On Sept. 29, a fire caused by the fighting swept through Aleppo's covered market, a UNESCO World Heritage site in the Old City, burning more than 500 shops in the narrow, vaulted passageways.
Some of the country's most significant historical sites have been turned into bases for soldiers and rebels, including historic citadels and Turkish bath houses known as hamams.
"It's a dirty war. Nobody is stopping for a minute to consider the damage that they are causing," said Haytham Manna, a prominent exiled Syrian opposition figure, likening the fighters on both sides to Taliban extremists who in 2001 smashed the 1,500-year-old Buddha statues in Bamiyan, Afghanistan.

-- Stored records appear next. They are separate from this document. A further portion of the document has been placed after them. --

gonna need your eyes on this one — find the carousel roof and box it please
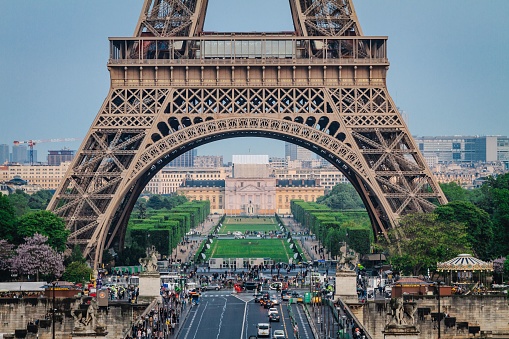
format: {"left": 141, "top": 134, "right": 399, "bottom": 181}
{"left": 437, "top": 254, "right": 493, "bottom": 272}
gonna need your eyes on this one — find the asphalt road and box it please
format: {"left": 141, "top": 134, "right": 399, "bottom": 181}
{"left": 178, "top": 290, "right": 313, "bottom": 339}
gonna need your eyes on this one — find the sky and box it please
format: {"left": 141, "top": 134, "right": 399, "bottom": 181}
{"left": 1, "top": 0, "right": 508, "bottom": 163}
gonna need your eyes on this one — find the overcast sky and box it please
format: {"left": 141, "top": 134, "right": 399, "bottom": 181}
{"left": 1, "top": 0, "right": 508, "bottom": 163}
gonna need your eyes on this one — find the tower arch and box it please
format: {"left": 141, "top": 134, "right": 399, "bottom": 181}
{"left": 48, "top": 0, "right": 447, "bottom": 267}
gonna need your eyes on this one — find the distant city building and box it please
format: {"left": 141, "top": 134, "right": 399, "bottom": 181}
{"left": 0, "top": 162, "right": 71, "bottom": 190}
{"left": 48, "top": 149, "right": 75, "bottom": 166}
{"left": 415, "top": 135, "right": 509, "bottom": 167}
{"left": 0, "top": 144, "right": 9, "bottom": 164}
{"left": 193, "top": 155, "right": 223, "bottom": 168}
{"left": 144, "top": 167, "right": 229, "bottom": 195}
{"left": 11, "top": 144, "right": 27, "bottom": 163}
{"left": 168, "top": 149, "right": 197, "bottom": 167}
{"left": 178, "top": 155, "right": 324, "bottom": 214}
{"left": 27, "top": 150, "right": 38, "bottom": 164}
{"left": 285, "top": 142, "right": 314, "bottom": 161}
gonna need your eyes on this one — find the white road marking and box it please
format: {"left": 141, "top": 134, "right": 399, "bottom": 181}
{"left": 296, "top": 304, "right": 310, "bottom": 339}
{"left": 215, "top": 297, "right": 228, "bottom": 339}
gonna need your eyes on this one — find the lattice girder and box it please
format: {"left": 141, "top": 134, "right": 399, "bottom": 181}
{"left": 48, "top": 0, "right": 447, "bottom": 267}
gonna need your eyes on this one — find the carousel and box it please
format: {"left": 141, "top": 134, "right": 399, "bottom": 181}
{"left": 437, "top": 254, "right": 493, "bottom": 293}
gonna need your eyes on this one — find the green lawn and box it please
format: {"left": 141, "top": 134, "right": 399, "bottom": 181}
{"left": 218, "top": 217, "right": 279, "bottom": 234}
{"left": 205, "top": 239, "right": 295, "bottom": 263}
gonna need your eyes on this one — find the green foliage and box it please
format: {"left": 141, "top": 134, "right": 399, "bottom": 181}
{"left": 347, "top": 228, "right": 371, "bottom": 255}
{"left": 435, "top": 201, "right": 494, "bottom": 260}
{"left": 0, "top": 193, "right": 17, "bottom": 242}
{"left": 116, "top": 245, "right": 145, "bottom": 266}
{"left": 27, "top": 190, "right": 53, "bottom": 210}
{"left": 7, "top": 190, "right": 29, "bottom": 216}
{"left": 316, "top": 183, "right": 365, "bottom": 210}
{"left": 135, "top": 201, "right": 147, "bottom": 219}
{"left": 384, "top": 213, "right": 471, "bottom": 276}
{"left": 17, "top": 211, "right": 70, "bottom": 251}
{"left": 65, "top": 245, "right": 86, "bottom": 266}
{"left": 290, "top": 200, "right": 372, "bottom": 258}
{"left": 439, "top": 182, "right": 469, "bottom": 202}
{"left": 62, "top": 261, "right": 93, "bottom": 285}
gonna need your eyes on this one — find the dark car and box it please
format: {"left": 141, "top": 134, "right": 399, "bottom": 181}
{"left": 263, "top": 300, "right": 274, "bottom": 309}
{"left": 269, "top": 312, "right": 280, "bottom": 322}
{"left": 253, "top": 293, "right": 263, "bottom": 303}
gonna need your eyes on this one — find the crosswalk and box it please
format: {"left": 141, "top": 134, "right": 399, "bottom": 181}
{"left": 200, "top": 291, "right": 255, "bottom": 302}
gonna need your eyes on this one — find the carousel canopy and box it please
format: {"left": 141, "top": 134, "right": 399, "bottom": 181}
{"left": 437, "top": 254, "right": 493, "bottom": 272}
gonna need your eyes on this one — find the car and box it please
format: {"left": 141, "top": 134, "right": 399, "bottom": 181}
{"left": 263, "top": 300, "right": 274, "bottom": 309}
{"left": 281, "top": 290, "right": 291, "bottom": 301}
{"left": 202, "top": 283, "right": 221, "bottom": 291}
{"left": 272, "top": 329, "right": 286, "bottom": 339}
{"left": 291, "top": 292, "right": 303, "bottom": 303}
{"left": 257, "top": 323, "right": 271, "bottom": 338}
{"left": 268, "top": 312, "right": 280, "bottom": 322}
{"left": 267, "top": 307, "right": 278, "bottom": 316}
{"left": 270, "top": 294, "right": 279, "bottom": 305}
{"left": 253, "top": 293, "right": 263, "bottom": 303}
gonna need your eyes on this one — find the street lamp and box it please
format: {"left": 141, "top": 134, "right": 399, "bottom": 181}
{"left": 52, "top": 281, "right": 56, "bottom": 339}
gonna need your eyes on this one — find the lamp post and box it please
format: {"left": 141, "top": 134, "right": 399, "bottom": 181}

"Who will pay these bills later on? Nobody," he said.
The civil war also has brought economic suffering — both from the destruction and from crippling sanctions imposed by the West against Assad's crackdown.

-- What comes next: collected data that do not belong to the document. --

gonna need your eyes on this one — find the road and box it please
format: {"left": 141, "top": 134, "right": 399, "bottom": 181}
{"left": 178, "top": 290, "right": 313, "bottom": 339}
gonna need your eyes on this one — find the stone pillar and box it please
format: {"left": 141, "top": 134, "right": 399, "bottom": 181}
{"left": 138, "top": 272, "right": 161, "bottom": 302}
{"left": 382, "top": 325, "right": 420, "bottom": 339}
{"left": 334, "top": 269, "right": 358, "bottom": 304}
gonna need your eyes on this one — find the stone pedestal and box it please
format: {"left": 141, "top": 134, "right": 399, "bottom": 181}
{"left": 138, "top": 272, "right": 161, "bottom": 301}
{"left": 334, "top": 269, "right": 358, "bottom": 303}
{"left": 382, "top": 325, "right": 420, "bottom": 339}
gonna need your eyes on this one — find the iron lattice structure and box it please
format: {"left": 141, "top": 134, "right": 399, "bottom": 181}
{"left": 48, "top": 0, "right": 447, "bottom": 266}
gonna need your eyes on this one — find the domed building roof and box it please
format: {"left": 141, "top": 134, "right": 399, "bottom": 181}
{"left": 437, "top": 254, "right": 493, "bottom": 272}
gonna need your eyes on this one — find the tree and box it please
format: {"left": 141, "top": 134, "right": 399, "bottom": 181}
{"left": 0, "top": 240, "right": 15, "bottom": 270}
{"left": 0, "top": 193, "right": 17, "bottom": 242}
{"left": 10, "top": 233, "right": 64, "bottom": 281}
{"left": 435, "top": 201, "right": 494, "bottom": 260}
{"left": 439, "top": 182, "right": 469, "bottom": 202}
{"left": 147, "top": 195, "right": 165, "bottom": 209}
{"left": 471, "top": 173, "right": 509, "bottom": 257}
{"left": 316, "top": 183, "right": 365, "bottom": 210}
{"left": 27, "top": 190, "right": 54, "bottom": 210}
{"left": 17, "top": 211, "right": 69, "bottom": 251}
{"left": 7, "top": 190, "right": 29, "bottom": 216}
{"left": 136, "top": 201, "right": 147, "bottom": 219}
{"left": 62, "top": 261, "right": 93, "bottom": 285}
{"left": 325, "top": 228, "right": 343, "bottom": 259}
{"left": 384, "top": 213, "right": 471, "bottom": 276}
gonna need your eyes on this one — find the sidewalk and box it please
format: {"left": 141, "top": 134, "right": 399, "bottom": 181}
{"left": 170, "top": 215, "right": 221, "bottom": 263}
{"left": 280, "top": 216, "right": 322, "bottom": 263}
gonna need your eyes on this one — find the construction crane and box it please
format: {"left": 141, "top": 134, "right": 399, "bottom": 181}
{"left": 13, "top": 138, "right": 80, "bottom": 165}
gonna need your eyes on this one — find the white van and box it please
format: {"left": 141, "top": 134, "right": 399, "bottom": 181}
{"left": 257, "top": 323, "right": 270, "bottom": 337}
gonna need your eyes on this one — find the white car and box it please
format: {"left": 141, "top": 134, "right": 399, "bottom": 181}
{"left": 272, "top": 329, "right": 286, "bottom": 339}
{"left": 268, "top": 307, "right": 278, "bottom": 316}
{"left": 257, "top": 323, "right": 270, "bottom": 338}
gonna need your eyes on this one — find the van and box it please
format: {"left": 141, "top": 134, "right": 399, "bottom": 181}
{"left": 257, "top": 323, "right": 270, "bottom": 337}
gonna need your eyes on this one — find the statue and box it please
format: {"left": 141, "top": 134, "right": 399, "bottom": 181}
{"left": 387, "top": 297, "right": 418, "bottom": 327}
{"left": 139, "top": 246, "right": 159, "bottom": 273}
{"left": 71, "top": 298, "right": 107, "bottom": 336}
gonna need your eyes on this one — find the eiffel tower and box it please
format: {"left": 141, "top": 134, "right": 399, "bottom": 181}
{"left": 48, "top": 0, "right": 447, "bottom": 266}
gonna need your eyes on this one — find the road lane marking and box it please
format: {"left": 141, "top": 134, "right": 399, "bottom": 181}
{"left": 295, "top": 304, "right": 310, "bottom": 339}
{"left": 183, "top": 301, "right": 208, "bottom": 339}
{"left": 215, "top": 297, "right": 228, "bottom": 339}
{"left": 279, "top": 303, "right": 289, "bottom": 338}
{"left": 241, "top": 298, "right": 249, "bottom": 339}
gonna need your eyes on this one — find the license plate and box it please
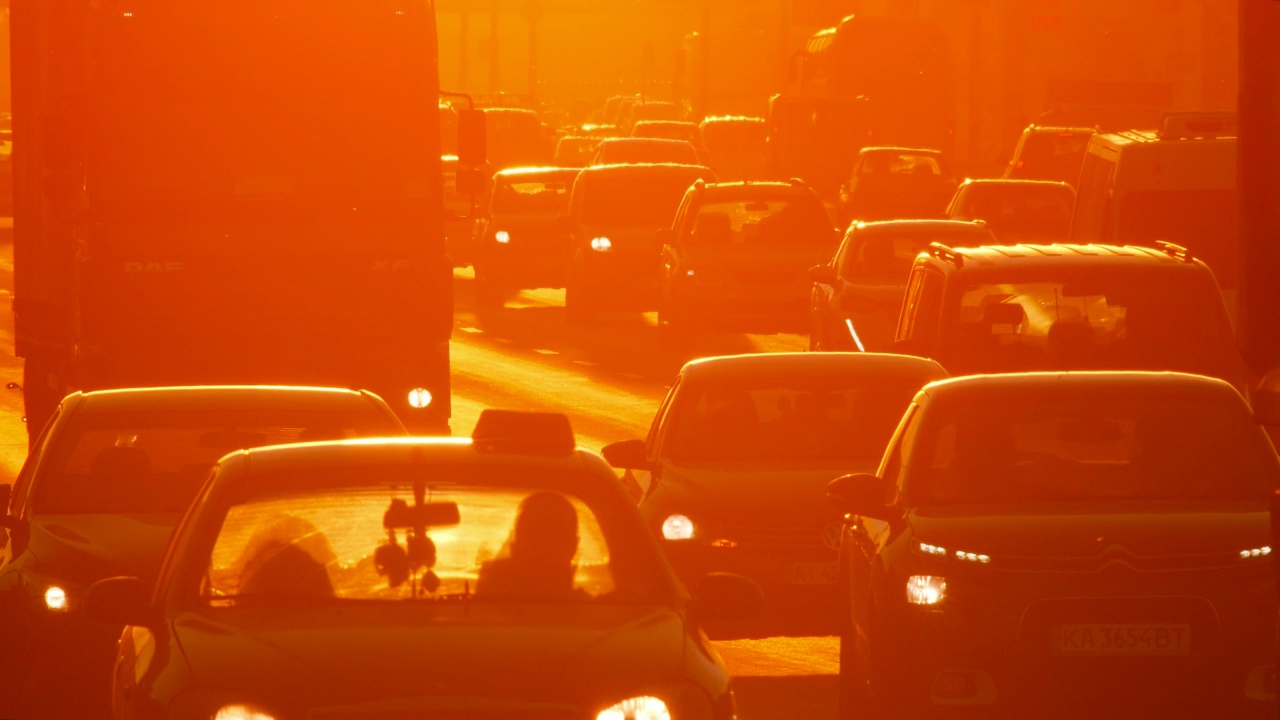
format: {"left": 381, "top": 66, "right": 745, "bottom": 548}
{"left": 1053, "top": 624, "right": 1191, "bottom": 656}
{"left": 784, "top": 562, "right": 838, "bottom": 585}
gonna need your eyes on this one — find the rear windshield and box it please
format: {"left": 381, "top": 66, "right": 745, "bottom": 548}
{"left": 1013, "top": 133, "right": 1093, "bottom": 181}
{"left": 689, "top": 198, "right": 831, "bottom": 246}
{"left": 859, "top": 152, "right": 952, "bottom": 180}
{"left": 956, "top": 185, "right": 1075, "bottom": 237}
{"left": 664, "top": 374, "right": 936, "bottom": 465}
{"left": 578, "top": 172, "right": 706, "bottom": 226}
{"left": 32, "top": 407, "right": 402, "bottom": 515}
{"left": 598, "top": 141, "right": 700, "bottom": 166}
{"left": 907, "top": 390, "right": 1277, "bottom": 506}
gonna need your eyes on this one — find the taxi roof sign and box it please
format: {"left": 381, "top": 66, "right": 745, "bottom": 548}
{"left": 472, "top": 410, "right": 576, "bottom": 457}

Vital sources of revenue, such as tourism, have dried up, and much of the economic squeeze has hit low-level merchants and businesses.
The country's currency has weakened — it now takes 68 Syrian pounds to buy a U.S. dollar, instead of 47 at the start of the conflict. The Syrian central bank says inflation reached 36 percent in June. The price of basic foodstuffs and fuel has increased by much more, straining household budgets and leaving many parts of the country facing severe shortages.
U.S. and European Union bans on oil imports, which went into effect this year, are estimated to be costing Syria about $400 million a month.
Before the uprising, the oil sector was a pillar of Syria's economy, with exports — mostly to Europe — bringing in $7 million to $8 million per day.
This income was a key to maintaining the $17 billion in foreign currency reserves that the government had accumulated from a brief oil boom in the 1990s and maintained until last year. The government has not said what currency reserves it has left, but the London-based Economic Intelligence Unit estimates it to be a little more than $4.5 billion.
Robert Powell, Middle East analyst for the EIU, said the economy alone probably won't bring down the Assad government in the near future.
"It may be another year or so before the economy falls off the precipice," he said.
Experts say the loss of Syria's currency reserves is the single most worrying aspect for the country's recovery prospects.
"That's like mortgaging Syria's future," said Jihad Yazigi, editor in chief of The Syria Report, an online economic and business digest. "By burning through the foreign reserves that took really a decade to accumulate, you are putting future Syrian governments, and future generations, without any reserves."
Added Yazigi: "When the war ends, where will the government get the money to finance the reconstruction? They will have to borrow huge amounts and in the end, the people who are going to repay the debt are the Syrian people."
Abdelbaset Sieda, head of the Syrian National Council opposition group, told a meeting of Syrian opposition representatives and diplomats in Berlin last month that the country would need a program similar to the post-World War II European reconstruction effort known as the Marshall Plan. The gathering, chaired by Germany and the United Arab Emirates, was designed to address how to prevent the collapse of basic services and infrastructure, and how to revive the economy in the post-Assad era.
Unlike neighboring Iraq, Syria lacks vast oil reserves that could help finance the reconstruction. Assad's regime has devastated the public finances and institutions to such an extent that Syria won't be able to rely immediately on oil revenues and taxes to rebuild, Sieda said.
German Foreign Minister Guido Westerwelle urged the international community to be ready to provide economic support, and another meeting is set for next month to bring together Syrian businessmen and foreign donors.